3 March 1920
WE’VE JUST HAD the most horrific news at breakfast: Stephen has died.
One of the other doctors wrote to tell us, though Charlie and I had to wait for Morry to come over to translate the French.
You’d think they could at least have had the decency to find someone with a little English to compose the letter.
Apparently they had an outbreak of the Spanish flu three weeks ago, and it carried Stephen off with it.
Where is the bloody sense in that! That he would survive through the entire war in those squalid field hospitals under the Krauts’ fire, only to be taken out by the patients for whom he had stayed behind.
No: I do not think it can be as simple as bad luck.
I have been thinking it ever since Harry’s death: there is a pattern to this all.
One every three years. Always in the early months.
All leading back to that night … Charlie will not allow it.
‘You should know by now that death is senseless, Bellsy,’ he said to me this morning.
‘I understand that you want to find meaning to it, but I promise you there is none.’
‘What if there is?’ I had to ask. What if we are to blame for this? He didn’t believe me when Harry died, but look now! Charlie and I should never have done what we did, and it has come back as a curse upon us.
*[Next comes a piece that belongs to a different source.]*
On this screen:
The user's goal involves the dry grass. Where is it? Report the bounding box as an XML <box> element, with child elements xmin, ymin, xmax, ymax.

‘You need to pull yourself together. Stephen is—’ His voice choked, so that he had to try again.
‘We have just lost our brother, and all you can do is worry for yourself. I wish you would let the past rest, put down those morbid hare pictures you are so fond of sewing, and join me back here in the real world. This is not what Stephen or anyone else would have wanted for you.’
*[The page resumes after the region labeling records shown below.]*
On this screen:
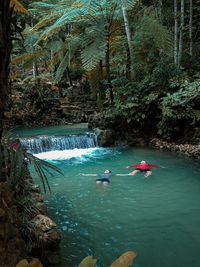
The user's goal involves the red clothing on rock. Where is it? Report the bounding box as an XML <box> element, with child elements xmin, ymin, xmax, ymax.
<box><xmin>129</xmin><ymin>163</ymin><xmax>161</xmax><ymax>171</ymax></box>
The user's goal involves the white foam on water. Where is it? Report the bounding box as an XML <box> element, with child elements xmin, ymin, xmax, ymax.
<box><xmin>34</xmin><ymin>147</ymin><xmax>104</xmax><ymax>160</ymax></box>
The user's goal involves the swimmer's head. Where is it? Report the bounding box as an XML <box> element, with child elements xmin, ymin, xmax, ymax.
<box><xmin>104</xmin><ymin>170</ymin><xmax>111</xmax><ymax>173</ymax></box>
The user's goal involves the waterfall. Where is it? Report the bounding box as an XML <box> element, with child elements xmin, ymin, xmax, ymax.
<box><xmin>20</xmin><ymin>133</ymin><xmax>97</xmax><ymax>154</ymax></box>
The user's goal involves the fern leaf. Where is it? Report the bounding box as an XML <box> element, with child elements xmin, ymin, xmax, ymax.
<box><xmin>10</xmin><ymin>0</ymin><xmax>28</xmax><ymax>14</ymax></box>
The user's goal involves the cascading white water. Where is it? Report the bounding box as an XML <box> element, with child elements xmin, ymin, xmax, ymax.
<box><xmin>20</xmin><ymin>133</ymin><xmax>97</xmax><ymax>154</ymax></box>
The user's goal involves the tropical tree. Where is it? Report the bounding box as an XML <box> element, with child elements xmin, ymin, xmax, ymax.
<box><xmin>0</xmin><ymin>0</ymin><xmax>28</xmax><ymax>139</ymax></box>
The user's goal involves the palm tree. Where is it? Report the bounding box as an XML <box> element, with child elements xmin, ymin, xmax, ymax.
<box><xmin>0</xmin><ymin>0</ymin><xmax>13</xmax><ymax>139</ymax></box>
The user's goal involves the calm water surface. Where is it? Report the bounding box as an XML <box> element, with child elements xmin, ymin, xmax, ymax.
<box><xmin>17</xmin><ymin>126</ymin><xmax>200</xmax><ymax>267</ymax></box>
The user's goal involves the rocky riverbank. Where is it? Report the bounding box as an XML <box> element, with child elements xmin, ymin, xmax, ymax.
<box><xmin>0</xmin><ymin>166</ymin><xmax>61</xmax><ymax>267</ymax></box>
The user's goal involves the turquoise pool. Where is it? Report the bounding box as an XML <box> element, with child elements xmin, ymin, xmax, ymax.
<box><xmin>17</xmin><ymin>125</ymin><xmax>200</xmax><ymax>267</ymax></box>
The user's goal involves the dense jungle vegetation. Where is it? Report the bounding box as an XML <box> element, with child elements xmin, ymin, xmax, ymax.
<box><xmin>0</xmin><ymin>0</ymin><xmax>200</xmax><ymax>142</ymax></box>
<box><xmin>0</xmin><ymin>0</ymin><xmax>200</xmax><ymax>266</ymax></box>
I was desperate to find a way to make him see. ‘But Charlie, what if what happened to them was all our fault?’
He refused to hear another word, just slammed his teacup down so hard it cracked the saucer, then went raging off to some other part of the house.
He can’t face the idea that we are being made to pay for our wicked actions, but Morry and I are fully agreed on the matter, at least. We cannot ignore the truth any longer: we must be ready for what is still to come.
‘Charlie will reconsider in his own time,’ was Morry’s advice, ‘and never forget that I am here for you as well, Bellsy. We must look out for each other, you and I.’